Recognizing and facing frustration and despair is an important step, just like understanding why we fear jumping in the water. It’s most likely because we don’t want to drown. That fear might be protecting us in our careers as well, from failing in an audition to failing at launching a new project, especially during our current times. Still, the thrill of daring to jump, the satisfaction of that bravery, and the daring that might be on the other side awaits. That’s also why this limbo moment is an interesting place to study.
I’m often reminded to embrace the fact that art is my life. I’ve wanted a life in the theater since I was 9 years old. Jumping off the cliff of art was my leap of faith. Living in NYC, needing to find a job, having to take care of a family, all of these are real things to consider, embrace, and take care of. But not jumping, while the water awaits, not taking a risk again in the chosen calling of our life, is that ever a real option for performers and artists?

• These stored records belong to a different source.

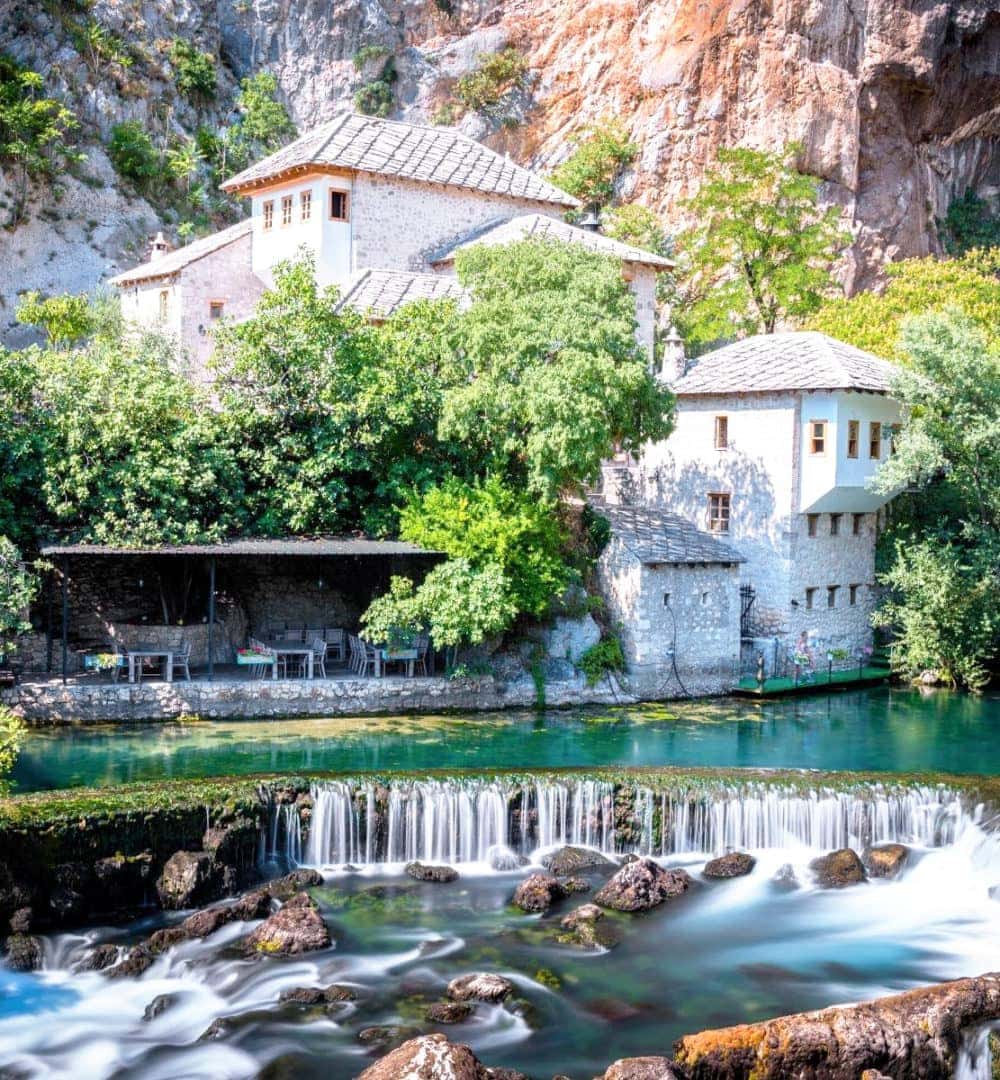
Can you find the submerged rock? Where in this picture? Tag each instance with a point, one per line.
(571, 860)
(838, 869)
(480, 986)
(886, 860)
(538, 892)
(643, 885)
(423, 873)
(296, 928)
(733, 864)
(917, 1034)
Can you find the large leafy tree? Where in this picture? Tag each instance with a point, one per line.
(761, 251)
(874, 321)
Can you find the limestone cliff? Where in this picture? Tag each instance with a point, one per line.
(896, 102)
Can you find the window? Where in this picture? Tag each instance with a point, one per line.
(338, 205)
(718, 512)
(875, 440)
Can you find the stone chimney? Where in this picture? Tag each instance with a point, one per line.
(158, 247)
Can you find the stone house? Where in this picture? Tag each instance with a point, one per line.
(776, 440)
(382, 206)
(674, 592)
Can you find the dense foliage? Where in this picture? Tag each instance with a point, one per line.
(760, 253)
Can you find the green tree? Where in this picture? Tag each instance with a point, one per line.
(761, 251)
(553, 376)
(873, 321)
(600, 151)
(35, 133)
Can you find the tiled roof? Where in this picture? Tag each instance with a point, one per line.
(381, 293)
(658, 536)
(391, 148)
(538, 225)
(802, 360)
(173, 261)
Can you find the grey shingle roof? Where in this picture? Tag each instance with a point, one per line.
(658, 536)
(381, 293)
(802, 360)
(173, 261)
(538, 225)
(391, 148)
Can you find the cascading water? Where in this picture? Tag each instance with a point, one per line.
(463, 821)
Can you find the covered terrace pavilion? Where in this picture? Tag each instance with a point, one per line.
(206, 603)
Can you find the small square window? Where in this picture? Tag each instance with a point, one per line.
(718, 512)
(338, 205)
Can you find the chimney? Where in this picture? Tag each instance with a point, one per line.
(158, 247)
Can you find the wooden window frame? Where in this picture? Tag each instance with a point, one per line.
(718, 523)
(347, 205)
(875, 441)
(813, 439)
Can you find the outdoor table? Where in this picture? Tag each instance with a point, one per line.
(139, 655)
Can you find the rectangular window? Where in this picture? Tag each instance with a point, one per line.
(875, 440)
(718, 512)
(816, 436)
(338, 205)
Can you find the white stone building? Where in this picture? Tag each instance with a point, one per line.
(775, 442)
(381, 206)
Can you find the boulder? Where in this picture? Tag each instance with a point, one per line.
(423, 873)
(838, 869)
(296, 928)
(733, 864)
(538, 892)
(572, 860)
(480, 986)
(886, 860)
(187, 879)
(643, 885)
(917, 1034)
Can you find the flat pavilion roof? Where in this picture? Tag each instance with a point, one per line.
(337, 545)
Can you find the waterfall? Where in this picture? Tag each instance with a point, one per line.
(473, 820)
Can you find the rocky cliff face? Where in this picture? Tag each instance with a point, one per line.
(895, 102)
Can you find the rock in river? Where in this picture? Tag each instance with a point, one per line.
(480, 986)
(733, 864)
(296, 928)
(838, 869)
(643, 885)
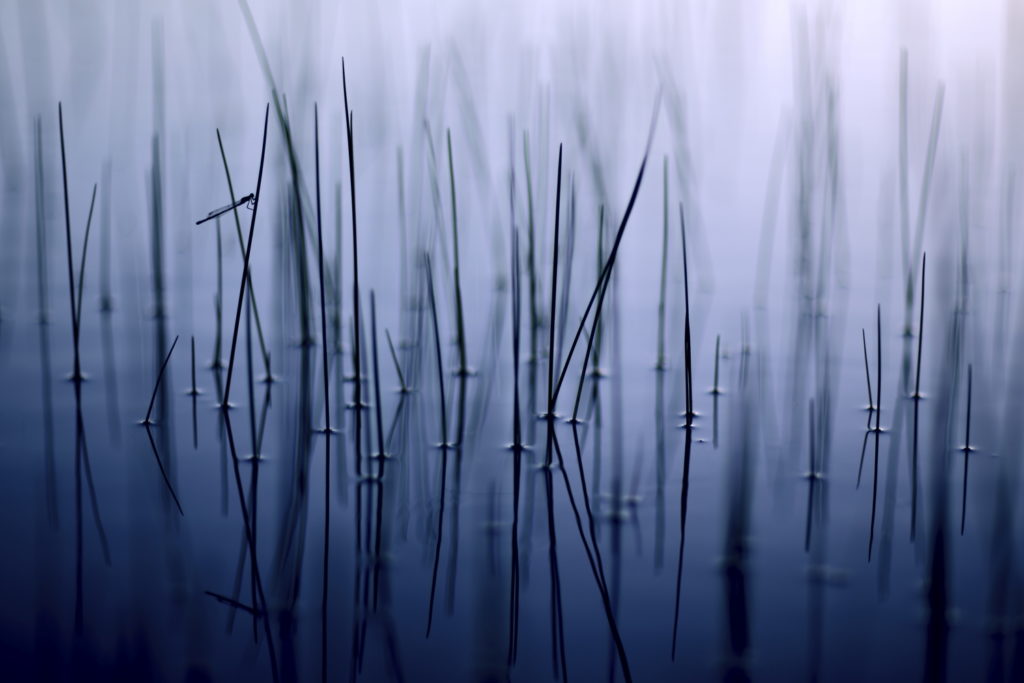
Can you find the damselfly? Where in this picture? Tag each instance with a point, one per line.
(248, 200)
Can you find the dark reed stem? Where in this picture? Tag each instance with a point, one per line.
(921, 329)
(443, 444)
(867, 376)
(660, 363)
(686, 327)
(357, 369)
(218, 303)
(460, 324)
(238, 233)
(105, 295)
(554, 285)
(716, 389)
(878, 394)
(160, 376)
(381, 451)
(245, 269)
(397, 367)
(195, 390)
(327, 403)
(77, 372)
(530, 251)
(967, 446)
(610, 261)
(81, 261)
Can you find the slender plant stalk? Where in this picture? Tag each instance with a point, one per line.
(921, 329)
(867, 375)
(77, 372)
(85, 250)
(238, 232)
(660, 363)
(460, 321)
(355, 278)
(397, 367)
(327, 403)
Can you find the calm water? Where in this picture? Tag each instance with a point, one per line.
(779, 538)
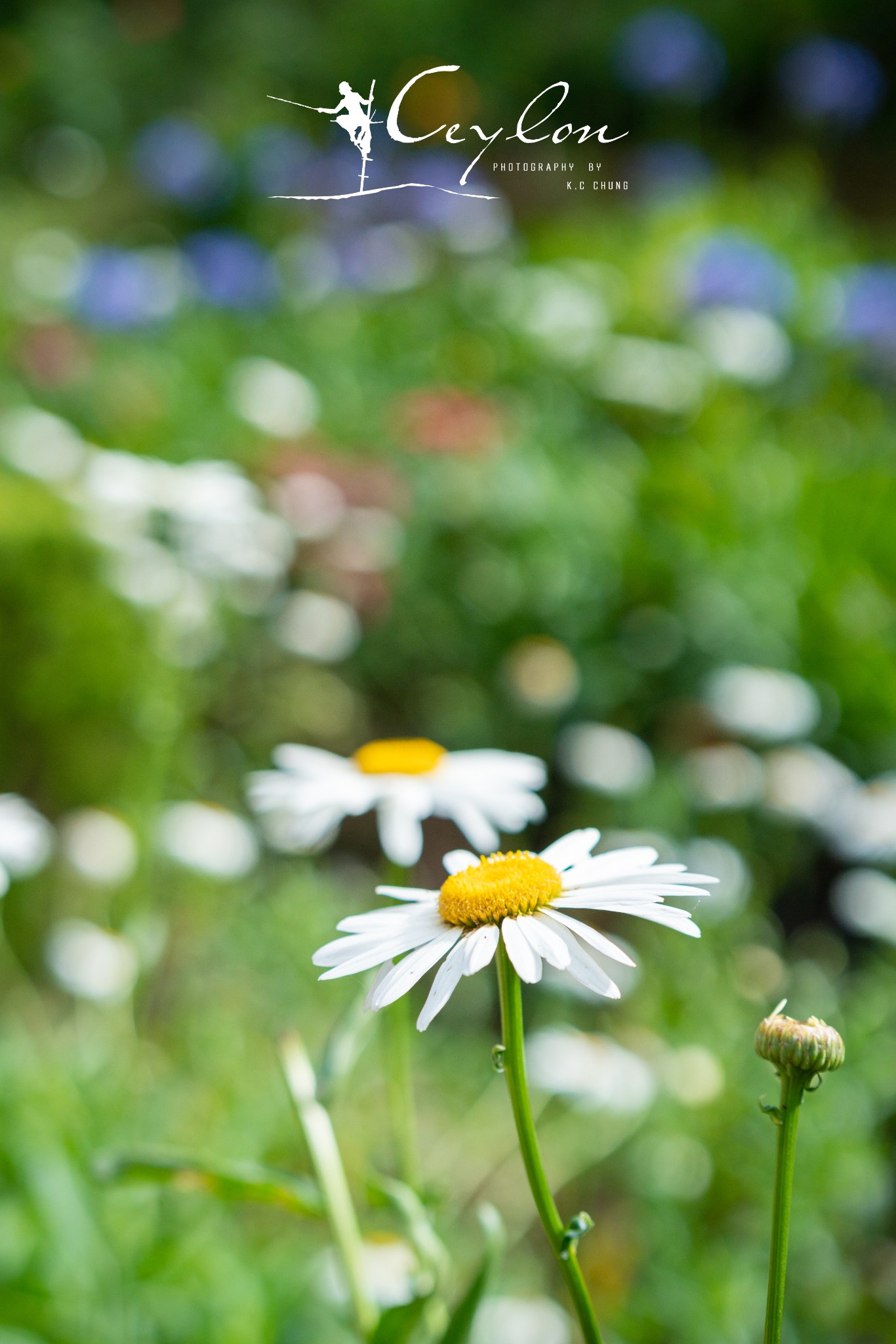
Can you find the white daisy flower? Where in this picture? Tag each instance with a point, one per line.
(523, 898)
(406, 780)
(26, 839)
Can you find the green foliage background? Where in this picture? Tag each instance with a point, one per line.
(764, 522)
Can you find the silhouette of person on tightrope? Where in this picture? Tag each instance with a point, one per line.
(355, 119)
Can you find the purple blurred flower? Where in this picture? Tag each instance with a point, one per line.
(868, 314)
(278, 161)
(828, 79)
(734, 270)
(387, 259)
(180, 160)
(232, 269)
(120, 288)
(670, 54)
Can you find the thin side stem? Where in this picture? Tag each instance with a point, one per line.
(398, 1035)
(399, 1085)
(519, 1089)
(331, 1178)
(792, 1096)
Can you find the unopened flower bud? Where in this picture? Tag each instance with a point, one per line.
(800, 1047)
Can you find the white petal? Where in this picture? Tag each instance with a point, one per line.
(311, 761)
(480, 948)
(360, 954)
(597, 940)
(390, 919)
(458, 859)
(401, 832)
(443, 986)
(375, 988)
(586, 971)
(571, 849)
(406, 892)
(473, 823)
(411, 968)
(525, 960)
(605, 867)
(544, 940)
(489, 764)
(594, 898)
(657, 913)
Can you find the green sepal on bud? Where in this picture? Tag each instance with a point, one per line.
(800, 1049)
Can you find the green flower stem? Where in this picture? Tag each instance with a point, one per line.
(331, 1178)
(792, 1096)
(515, 1069)
(399, 1083)
(399, 1078)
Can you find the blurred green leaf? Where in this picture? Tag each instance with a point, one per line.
(418, 1223)
(464, 1314)
(398, 1323)
(225, 1181)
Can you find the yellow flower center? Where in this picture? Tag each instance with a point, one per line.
(496, 887)
(399, 756)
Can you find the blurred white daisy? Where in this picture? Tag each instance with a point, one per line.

Just like the fear of auditions challenges us, life is challenging us like that moment on the cliff. If I have to believe that I became an expert at anything, I’ll tell you I became an expert at saying “just jump!” That’s the thing to remember. While all those wonderful humans jumped by my side I had to think “just jump.” While in all of those auditions my name was called, I had to say “just jump.” While wondering if I should travel from Puerto Rico to New York and dare to follow my dream, leaving it all behind, I said “just jump.” And yes, it paid off. I jumped into that marvelous Mayaguez river and it felt so good. Then I just kept jumping. Now the fear is different. Now I fear not breaking free from the fear.
As Disney said, “that day I lost the fear of losing and I started to fear not winning...I stopped caring about who was the winner and who was the loser. Now I care only about knowing more than yesterday.” In every single class I teach, I don’t teach dance. I don’t teach acting. I teach people to jump! The cold water awaits and the fear will vanish the moment you touch the water. Joy will envelop you and that’s what I wish for all performers. That the potential fear of today’s world evaporates. Stay focused and follow your path. We are not all the same, so you have to apply the idea to how it might serve you best. You’ve trained for this. Do it, dare, and go beyond regardless of fear. Don’t abandon what you love. There are still many ways we can be creative and take part in the industry and community even if we can’t be in-person with each other right now.
Dancers, dance. Choreographers and directors, create. Writers, write. We need your art and stories now more than ever.